Steven, Leopardwood does make interesting looking pens. Though most are not cut on the bias so the grain structure doesn't appear as striking as what you see here.

This was made from leopardwood (the board I took the blank from was incorrectly labeled as lacewood):

http://www.penturners.org/photos/images/1174/1_baron_platRB_lacewood2.jpg


----------



## mhbeauford (Aug 25, 2012)

WOW! Stunning bowl and excellent craftsmanship. I've turned lots bowls, but never Leopardwood. Now I will have to give it a try if I can find it. Again, Beautiful Bowl.


----------



## ironman123 (Aug 25, 2012)

Randy, that is a very impressive pattern on that super bowl.

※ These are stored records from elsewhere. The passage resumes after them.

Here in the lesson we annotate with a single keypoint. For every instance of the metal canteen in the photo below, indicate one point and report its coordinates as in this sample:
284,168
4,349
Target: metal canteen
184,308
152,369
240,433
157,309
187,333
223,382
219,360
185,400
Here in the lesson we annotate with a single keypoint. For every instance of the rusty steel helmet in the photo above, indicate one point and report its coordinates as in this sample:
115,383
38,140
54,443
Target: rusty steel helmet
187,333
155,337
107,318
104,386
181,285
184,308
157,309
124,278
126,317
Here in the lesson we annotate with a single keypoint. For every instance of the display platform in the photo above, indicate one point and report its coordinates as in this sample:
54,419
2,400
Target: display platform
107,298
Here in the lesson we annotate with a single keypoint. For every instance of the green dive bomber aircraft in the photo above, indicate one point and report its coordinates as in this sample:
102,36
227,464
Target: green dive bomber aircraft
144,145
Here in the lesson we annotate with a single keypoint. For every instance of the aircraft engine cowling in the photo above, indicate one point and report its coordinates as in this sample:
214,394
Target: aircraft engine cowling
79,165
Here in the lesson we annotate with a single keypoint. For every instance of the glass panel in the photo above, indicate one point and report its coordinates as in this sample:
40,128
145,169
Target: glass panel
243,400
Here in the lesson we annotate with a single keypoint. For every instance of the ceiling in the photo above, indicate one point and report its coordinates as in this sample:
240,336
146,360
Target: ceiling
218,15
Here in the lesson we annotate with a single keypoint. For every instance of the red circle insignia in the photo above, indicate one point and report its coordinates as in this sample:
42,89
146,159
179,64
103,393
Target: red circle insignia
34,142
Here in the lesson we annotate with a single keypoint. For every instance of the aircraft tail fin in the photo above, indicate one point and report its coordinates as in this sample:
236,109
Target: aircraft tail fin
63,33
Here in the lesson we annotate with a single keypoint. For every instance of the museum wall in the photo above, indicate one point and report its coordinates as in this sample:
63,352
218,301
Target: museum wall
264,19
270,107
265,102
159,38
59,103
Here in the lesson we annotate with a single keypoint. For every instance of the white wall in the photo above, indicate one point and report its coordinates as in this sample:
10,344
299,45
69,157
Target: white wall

I am going to "try" to make my first bowl next week.

Ray


----------



## PaulDoug (Aug 25, 2012)

Got to add another WOW! on that bowl.  Amazing! Nice work.


----------



## broitblat (Aug 25, 2012)

+1 on the Wow -- the grain sure pops a lot more on that bowl than on any leopardwood pen I've ever turned.  Nicely done done on the turning, of course, too.

  -Barry


----------



## Joe S. (Aug 25, 2012)

I like it! Impressive grain and nice bottom, mine always have a little mortise on the bottom because I don't have flat jaws yet.



ironman123 said:


> Randy, that is a very impressive pattern on that super bowl.
> 
> I am going to "try" to make my first bowl next week.
> 
> Ray



Do, or do not. There is no "try". :biggrin:

Once you get it, bowls are addictive!


----------



## crabcreekind (Aug 26, 2012)

alamocdc said:


> Wow is right! That has a stunning look, Randy! And when you said thin, you meant thin! Great job!
> 
> Steven, Leopardwood does make interesting looking pens. Though most are not cut on the bias so the grain structure doesn't appear as striking as what you see here.
> 
> ...




Leopardwood and lacewood are the same thing. 

Btw very nice bowl!


----------



## alamocdc (Aug 26, 2012)

crabcreekind said:


> Leopardwood and lacewood are the same thing.
> 
> Btw very nice bowl!


 
Not to be argumentative, but actually, it isn't the same at all. Leopardwood is more dense and heavier than Lacewood and comes from a tree (_Flindersia maculosa) _in the Citrus family. Lacewood comes from _Cardwellia sublimis_ and has woody fruits. The only thing they have in common is Australia.:wink:


----------